As I have searched for words to describe the experience of living in the world during the COVID-19 pandemic, none have captured it quite as well as Dr. David Kessler in an interview with the Harvard Business Review: "We feel the world has changed, and it has. [...] The loss of normalcy; the fear of economic toll; the loss of connection. This is hitting us and we’re grieving. Collectively. We are not used to this kind of collective grief in the air."
For me, and I believe for many of my RFF colleagues, this has been a time of unparalleled uncertainty and grief. To hear of people suffering across the globe against a threat they may not be able to fight—against not only a virus but an economy that is sinking into a recession—is painful beyond description. And yet, though I won't speak of silver linings in a decidedly dark time, there are things that give me hope and strength in this time as well.

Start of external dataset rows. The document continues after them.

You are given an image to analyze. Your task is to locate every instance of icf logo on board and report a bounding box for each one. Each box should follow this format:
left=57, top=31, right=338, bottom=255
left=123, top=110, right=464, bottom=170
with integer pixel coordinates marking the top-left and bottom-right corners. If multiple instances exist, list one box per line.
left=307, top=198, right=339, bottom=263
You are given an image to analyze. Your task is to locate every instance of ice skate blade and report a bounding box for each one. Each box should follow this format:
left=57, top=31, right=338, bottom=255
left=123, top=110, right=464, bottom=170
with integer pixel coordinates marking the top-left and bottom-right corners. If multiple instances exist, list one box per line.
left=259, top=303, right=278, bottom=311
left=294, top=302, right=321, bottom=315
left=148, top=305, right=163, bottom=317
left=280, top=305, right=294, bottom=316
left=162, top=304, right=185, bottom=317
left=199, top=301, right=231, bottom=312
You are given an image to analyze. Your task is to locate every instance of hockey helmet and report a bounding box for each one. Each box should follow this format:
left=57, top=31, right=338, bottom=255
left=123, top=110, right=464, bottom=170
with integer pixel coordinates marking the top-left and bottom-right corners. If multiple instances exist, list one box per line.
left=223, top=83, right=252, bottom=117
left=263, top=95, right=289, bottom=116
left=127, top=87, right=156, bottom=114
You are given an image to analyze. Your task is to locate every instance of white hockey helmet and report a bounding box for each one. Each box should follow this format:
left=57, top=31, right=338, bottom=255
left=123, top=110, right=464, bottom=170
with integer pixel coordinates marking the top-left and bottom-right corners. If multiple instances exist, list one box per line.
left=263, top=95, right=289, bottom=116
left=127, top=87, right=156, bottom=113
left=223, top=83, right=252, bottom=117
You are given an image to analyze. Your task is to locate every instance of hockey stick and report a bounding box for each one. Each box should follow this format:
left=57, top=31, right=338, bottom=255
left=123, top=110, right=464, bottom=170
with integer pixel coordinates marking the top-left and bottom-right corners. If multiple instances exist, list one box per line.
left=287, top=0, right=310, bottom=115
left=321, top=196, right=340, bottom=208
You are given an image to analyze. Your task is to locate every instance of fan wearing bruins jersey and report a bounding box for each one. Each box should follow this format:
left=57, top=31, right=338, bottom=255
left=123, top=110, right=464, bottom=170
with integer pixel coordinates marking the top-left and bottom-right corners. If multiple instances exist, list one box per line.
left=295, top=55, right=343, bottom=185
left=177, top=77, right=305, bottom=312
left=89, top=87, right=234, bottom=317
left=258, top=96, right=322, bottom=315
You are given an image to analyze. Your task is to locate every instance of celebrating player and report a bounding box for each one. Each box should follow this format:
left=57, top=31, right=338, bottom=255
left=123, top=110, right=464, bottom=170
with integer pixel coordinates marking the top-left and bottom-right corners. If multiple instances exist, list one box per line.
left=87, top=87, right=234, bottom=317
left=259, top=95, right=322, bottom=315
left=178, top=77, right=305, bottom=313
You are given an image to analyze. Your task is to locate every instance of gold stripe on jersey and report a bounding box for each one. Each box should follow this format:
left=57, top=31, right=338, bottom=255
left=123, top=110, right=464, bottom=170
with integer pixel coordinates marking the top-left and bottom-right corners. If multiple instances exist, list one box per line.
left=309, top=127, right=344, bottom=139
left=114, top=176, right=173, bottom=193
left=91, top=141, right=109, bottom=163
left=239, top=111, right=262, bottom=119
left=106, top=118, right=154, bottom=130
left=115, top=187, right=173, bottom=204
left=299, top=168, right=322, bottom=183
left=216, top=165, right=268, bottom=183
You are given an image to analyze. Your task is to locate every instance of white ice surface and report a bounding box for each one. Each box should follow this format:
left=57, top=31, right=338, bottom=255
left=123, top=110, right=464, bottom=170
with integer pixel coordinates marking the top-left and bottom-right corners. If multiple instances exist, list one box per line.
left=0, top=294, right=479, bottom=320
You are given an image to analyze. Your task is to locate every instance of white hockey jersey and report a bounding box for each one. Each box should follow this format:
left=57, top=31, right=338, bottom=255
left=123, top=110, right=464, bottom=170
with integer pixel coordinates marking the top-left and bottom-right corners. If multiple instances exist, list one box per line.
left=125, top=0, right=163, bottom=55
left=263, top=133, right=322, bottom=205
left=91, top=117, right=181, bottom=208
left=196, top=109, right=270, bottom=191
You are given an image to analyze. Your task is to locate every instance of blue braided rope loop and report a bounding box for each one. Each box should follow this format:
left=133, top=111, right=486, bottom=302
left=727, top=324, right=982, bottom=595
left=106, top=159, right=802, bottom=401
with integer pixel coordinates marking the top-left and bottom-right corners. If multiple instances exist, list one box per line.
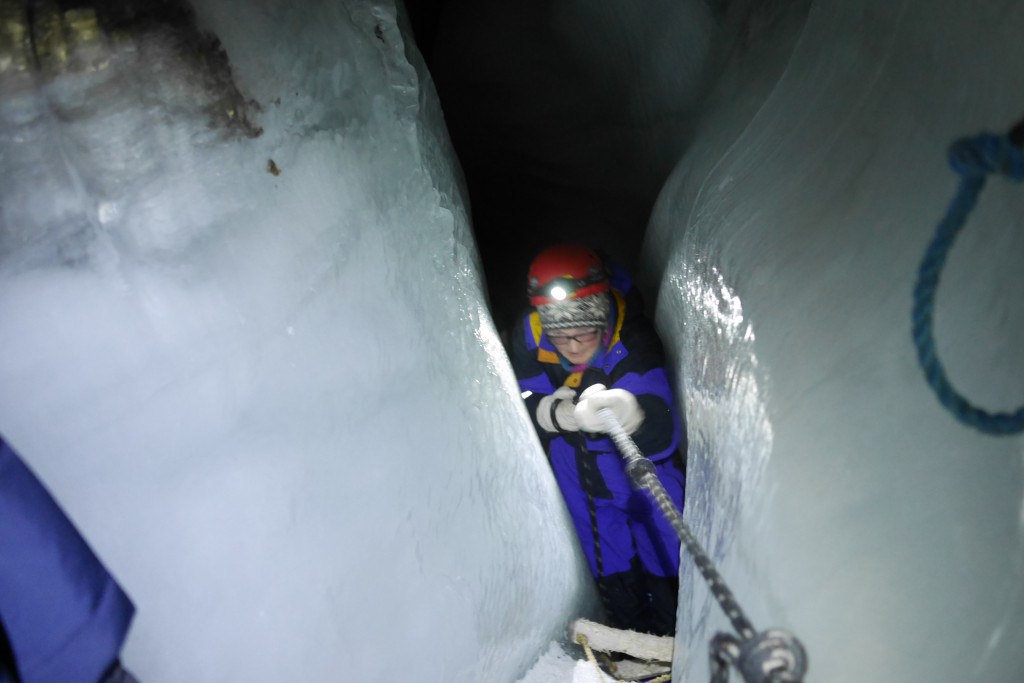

Despite the economic turmoil and grave health risks posed by this virus, I’m heartened by the commitment of public health experts, business and community leaders, and many others who are canceling gatherings; closing schools, libraries, and stores; and making other difficult decisions needed at this time. Likewise, we are seeing people around the world self-quarantining—crucial actions that will help protect communities by slowing the spread of the coronavirus. These are all courageous examples of collective action, which rely on every one of us to do our part for the greater good.
I’ve been struck, too, by the resilience of the RFF community throughout this crisis. Our staff has transitioned to teleworking as smoothly as can be hoped for, a change we implemented to protect our colleagues’ health and safety and promote the broader public health objective of limiting social contact to “flatten the curve.” We are working together to ensure everyone at RFF has the resources and support they need at this difficult time.
Earlier this month, RFF postponed in-person events, and we are now developing a line-up of virtual events and webinars that continues to engage our community on pressing environmental and energy topics. We encourage you to visit RFF’s events page and sign up for event invitations to stay up to date. While most national and global attention will understandably be focused elsewhere in the near term, RFF will continue to develop the ideas and solutions critical to addressing long-term environmental and natural resource challenges, which may look a bit different in the months to come. This work includes our line-up of research and editorial publications, such as a groundbreaking new study on the impact of national monument declarations and our latest issue of Resources magazine.
Rarely has it been clearer than now that we cannot completely predict the future. No model or forecast can tell precisely what will come from the next weeks or months of fighting the novel coronavirus. The present is confusing and uncertain, but those of us at RFF will continue to do our part providing independent research and analysis, working with policymakers to inform decisionmaking, and communicating our findings to the public. We are carrying on with our critical work, and we are grateful for your continued support.